For the second time in ten minutes, Lori felt like she’d been punched in the stomach and for a very long moment, she could not breathe. On a day when things could not possibly have gotten worse, they just did. “Yeah, I met him at your wedding,” she managed to choke out. That flat statement masked a wealth of information. Did Roger notice how strangled her voice was?
Lori remembered Deacon Hale very well, but now was not the time to dwell on it, though why in the name of all that was holy had her sister not mentioned that Deacon was there visiting them? For a brief hysterical second, she wondered if she’d be better off taking her chances with Saldata. And in the next moment, she knew a hard truth, one she had never allowed herself to acknowledge.

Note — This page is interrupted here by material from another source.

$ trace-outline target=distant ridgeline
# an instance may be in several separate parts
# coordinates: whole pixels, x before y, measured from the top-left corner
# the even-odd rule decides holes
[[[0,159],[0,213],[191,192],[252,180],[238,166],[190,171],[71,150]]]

The main reason she had avoided being around Lou and Roger for the last five years was that Roger reminded her way, way too much of Deacon. She could barely gasp out her next, strangled question. “So, you’re not coming?”
“No.” Roger’s voice was flat and hard. “If what you say is true, I have three people on their way here who are perfectly capable of putting a bullet into the brains of anyone in my family.”
“You think I should just wait here? At the rest stop? What if he comes back?”
“You’re sure the woman didn’t recognize you?”
“Yeah, I’m sure. She just walked right out of the bathroom. I look really different, Roger.”
“Then, they won’t come back,” Roger responded, his voice full of confidence. “Why would they? And even if they’d turn around for some reason, they’d be on the other side of the interstate.” Lori saw the logic in that, as he continued. “Just sit tight. Deke’ll be there in two hours, give or take.”
In less than three hours she’d see him. See Deke. Could she do it? There was no way. No. Fucking. Way.
The phone went dead in her hand.
And in one instant the world changed forever.